Tesaro’s Zejula (niraparib), an oral, once-daily poly(ADP-ribose) polymerase (PARP) inhibitor, was approved in 2017 for the maintenance treatment of women with recurrent epithelial ovarian, fallopian tube or primary peritoneal cancer who are in a complete or partial response to platinum-based chemotherapy. Projected 2021 sales are nearly $1.1 billion.

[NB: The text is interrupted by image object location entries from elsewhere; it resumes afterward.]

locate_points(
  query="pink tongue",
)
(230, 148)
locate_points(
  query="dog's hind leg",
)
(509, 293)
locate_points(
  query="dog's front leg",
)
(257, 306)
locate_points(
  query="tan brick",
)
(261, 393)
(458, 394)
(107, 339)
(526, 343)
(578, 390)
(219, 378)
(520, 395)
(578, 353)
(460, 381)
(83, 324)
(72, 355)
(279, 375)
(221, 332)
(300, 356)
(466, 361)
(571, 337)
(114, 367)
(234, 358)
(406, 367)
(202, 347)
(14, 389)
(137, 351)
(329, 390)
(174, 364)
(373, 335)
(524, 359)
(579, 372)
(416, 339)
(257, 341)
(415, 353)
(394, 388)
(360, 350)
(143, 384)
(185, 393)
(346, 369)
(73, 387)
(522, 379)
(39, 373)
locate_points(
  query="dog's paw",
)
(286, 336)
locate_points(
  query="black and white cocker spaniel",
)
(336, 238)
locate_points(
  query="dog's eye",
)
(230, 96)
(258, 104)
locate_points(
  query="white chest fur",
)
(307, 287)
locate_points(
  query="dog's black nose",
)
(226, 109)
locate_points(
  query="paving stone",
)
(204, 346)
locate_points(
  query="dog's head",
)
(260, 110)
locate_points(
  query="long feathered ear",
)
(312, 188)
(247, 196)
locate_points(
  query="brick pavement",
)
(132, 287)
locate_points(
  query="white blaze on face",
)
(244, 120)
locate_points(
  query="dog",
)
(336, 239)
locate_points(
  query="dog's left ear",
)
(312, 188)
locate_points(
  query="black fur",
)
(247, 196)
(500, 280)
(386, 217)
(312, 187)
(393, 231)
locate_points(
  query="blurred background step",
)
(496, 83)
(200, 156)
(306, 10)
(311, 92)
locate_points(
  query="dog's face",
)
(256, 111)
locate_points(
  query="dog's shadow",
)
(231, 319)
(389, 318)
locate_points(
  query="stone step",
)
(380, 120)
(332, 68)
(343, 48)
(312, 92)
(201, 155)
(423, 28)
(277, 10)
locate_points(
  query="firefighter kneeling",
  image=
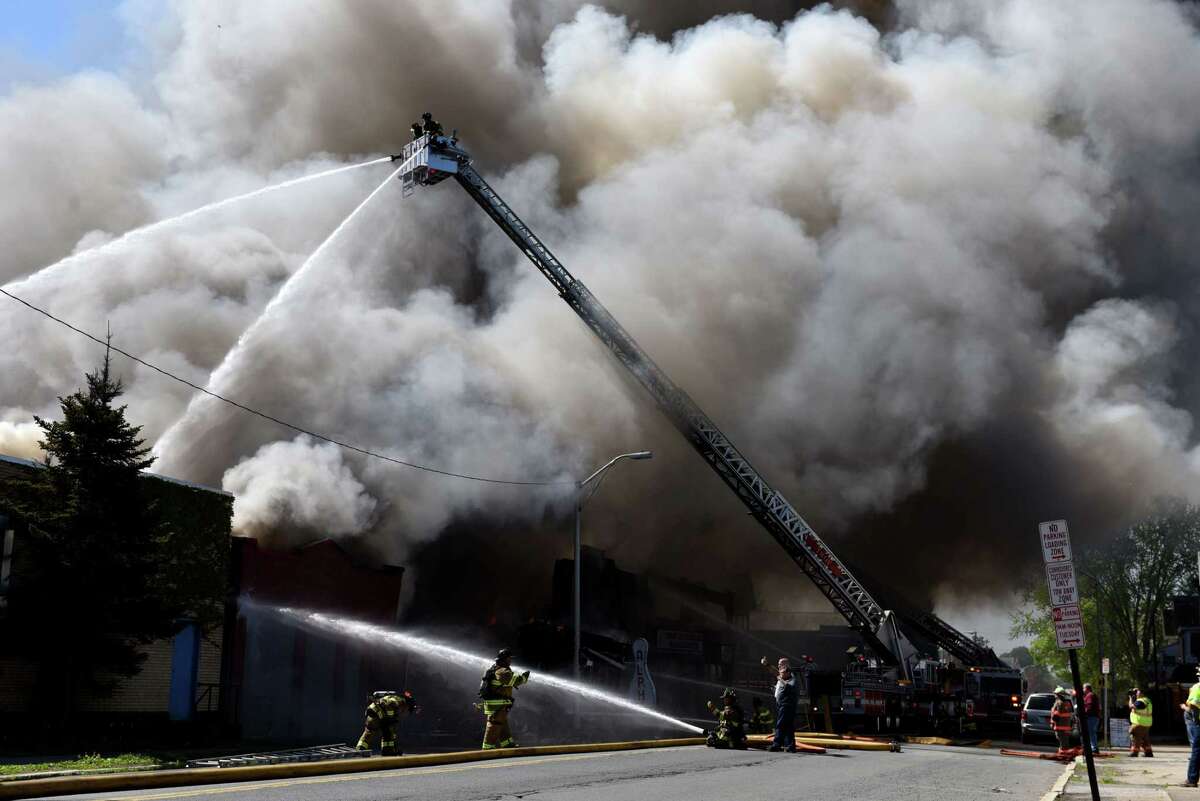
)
(382, 717)
(730, 732)
(496, 700)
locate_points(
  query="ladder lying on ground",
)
(315, 753)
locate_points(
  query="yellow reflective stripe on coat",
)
(1144, 716)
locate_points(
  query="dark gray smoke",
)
(933, 267)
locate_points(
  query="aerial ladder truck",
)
(901, 679)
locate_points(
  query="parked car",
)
(1036, 718)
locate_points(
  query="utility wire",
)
(283, 422)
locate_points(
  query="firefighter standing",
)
(432, 126)
(1192, 720)
(1061, 718)
(496, 700)
(762, 720)
(383, 715)
(730, 730)
(1141, 717)
(785, 700)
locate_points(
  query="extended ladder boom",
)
(431, 160)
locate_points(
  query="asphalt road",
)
(919, 774)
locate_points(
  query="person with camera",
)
(1141, 717)
(1192, 718)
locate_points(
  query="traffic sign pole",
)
(1068, 622)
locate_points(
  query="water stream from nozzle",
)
(132, 236)
(425, 646)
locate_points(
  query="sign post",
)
(1105, 670)
(1068, 621)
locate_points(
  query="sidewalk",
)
(1122, 778)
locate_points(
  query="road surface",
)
(919, 774)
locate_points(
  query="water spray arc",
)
(234, 359)
(425, 646)
(132, 236)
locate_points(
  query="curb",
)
(84, 771)
(150, 780)
(1060, 784)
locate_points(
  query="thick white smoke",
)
(852, 247)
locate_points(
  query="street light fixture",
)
(580, 500)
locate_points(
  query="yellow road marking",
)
(365, 776)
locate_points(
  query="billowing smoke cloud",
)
(936, 278)
(303, 483)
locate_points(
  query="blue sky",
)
(45, 38)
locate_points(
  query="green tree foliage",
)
(1125, 586)
(100, 568)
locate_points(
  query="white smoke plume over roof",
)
(868, 253)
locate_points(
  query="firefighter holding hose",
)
(383, 715)
(730, 732)
(496, 699)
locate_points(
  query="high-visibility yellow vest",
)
(1143, 716)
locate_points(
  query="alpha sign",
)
(1055, 541)
(1061, 582)
(1065, 613)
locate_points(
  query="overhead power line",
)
(277, 421)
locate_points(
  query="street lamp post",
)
(580, 500)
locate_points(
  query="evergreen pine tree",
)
(90, 564)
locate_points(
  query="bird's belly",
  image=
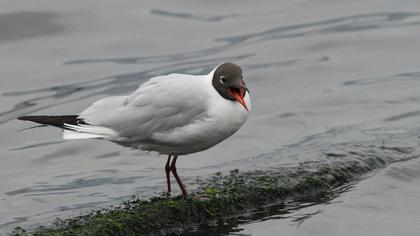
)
(195, 137)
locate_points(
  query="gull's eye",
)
(222, 79)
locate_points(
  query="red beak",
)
(239, 94)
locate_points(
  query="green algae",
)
(220, 199)
(225, 200)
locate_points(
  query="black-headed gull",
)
(176, 114)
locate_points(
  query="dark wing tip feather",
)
(57, 121)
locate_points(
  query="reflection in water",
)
(190, 16)
(337, 25)
(23, 25)
(103, 179)
(118, 84)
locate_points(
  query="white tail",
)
(87, 131)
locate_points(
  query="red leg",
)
(168, 173)
(178, 180)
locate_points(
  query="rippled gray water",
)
(323, 74)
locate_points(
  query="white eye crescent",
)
(222, 79)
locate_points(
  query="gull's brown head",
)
(228, 82)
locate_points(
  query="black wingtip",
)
(57, 121)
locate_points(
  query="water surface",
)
(314, 68)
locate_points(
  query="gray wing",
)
(159, 105)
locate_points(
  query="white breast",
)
(223, 118)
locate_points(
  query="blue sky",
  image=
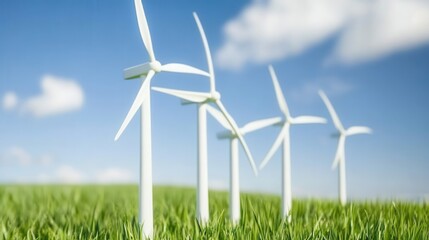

|Table I: Approvals of New Molecular Entities (New Drug Applications (NDAs) and Original Biologics License Applications (BLAs) in 2017 by the US Food and Drug Administration’s Center for Drug Evaluation and Research (as of June 12, 2017).|
|Company||Property name (active ingredient); application type||Indication|
|Amgen||Parsabiv (etelcalcetide); NDA||Secondary hyperparathyroidism in adult patients with chronic kidney disease on hemodialysis|
|AstraZeneca||Imfinzi (durvalumab); BLA||Locally advanced or metastatic urothelial carcinoma (i.e., bladder cancer)|
|BioMarin Pharmaceutical||Brineura (cerliponase alfa); BLA||Batten disease|
|Lexicon Pharmaceuticals||Xermelo (telotristat ethyl); NDA||Carcinoid syndrome diarrhea|
|Marathon Pharmaceuticals||Emflaza (deflazacort); NDA||Duchenne muscular dystrophy|
|Merck KGaA and Pfizer||Bavencio (avelumab); BLA||Metastatic Merkel cell carcinoma|
|Mitsubishi Tanabe Pharma America||Radicava (edaravone); NDA||Amyotrophic lateral sclerosis (i.e., Lou Gehrig’s disease)|
|Neurocrine Biosciences||Ingrezza (valbenazine); NDA||Tardive dyskinesia|
|Newron Pharmaceuticals||Xadago (safinamide); NDA||An add-on treatment for patients with Parkinson’s disease|
|Novartis||Kisqali (ribociclib); NDA||Hormone receptor-positive, human epidermal growth factor receptor 2 (HER2)-negative advanced or metastatic breast cance|
|Novartis||Rydapt (midostaurin); NDA||Acute myeloid leukemia in patients with FLT3 genetic mutationHr|
|Radius Health||Tymlos (abaloparatide); NDA||Osteoporosis in postmenopausal womenr|
|Roche||Ocrevus (ocrelizumab); BLA||Relapsing forms of multiple sclerosis and primary progressive multiple sclerosis|
|Sanofi and Regeneron Pharmaceuticals||Dupixent (dupilumab); BLA||Moderate-to-severe eczema (atopic dermatitis)|
|Sanofi||Kevzara (sarilumab); BLA||rheumatoid arthritis|
|Shionogi||Symproic (naldemedine); NDA||Opioid-induced constipation in adult patients with chronic non-cancer pain|
|Synergy Pharmaceuticals||Trulance (plecanatide); NDA||Chronic idiopathic constipation|
|Takeda Pharmaceutical*||Alunbrig (brigatinib); NDA||Anaplastic lymphoma kinase (ALK)-positive metastatic non-small cell lung cancer|
|Tesaro||Zejula (niraparib); NDA||Epithelial ovarian, fallopian tube or primary peritoneal cancer|
|Teva Pharmaceuticals||Austedo (deutetrabenazine); NDA||Chorea associated with Huntington’s disease|
|Valeant Pharmaceuticals||Siliq (brodalumab); BLA||Moderate-to-severe plaque psoriasise|
*Note: Takeda acquired Ariad Pharmaceuticals in February 2017.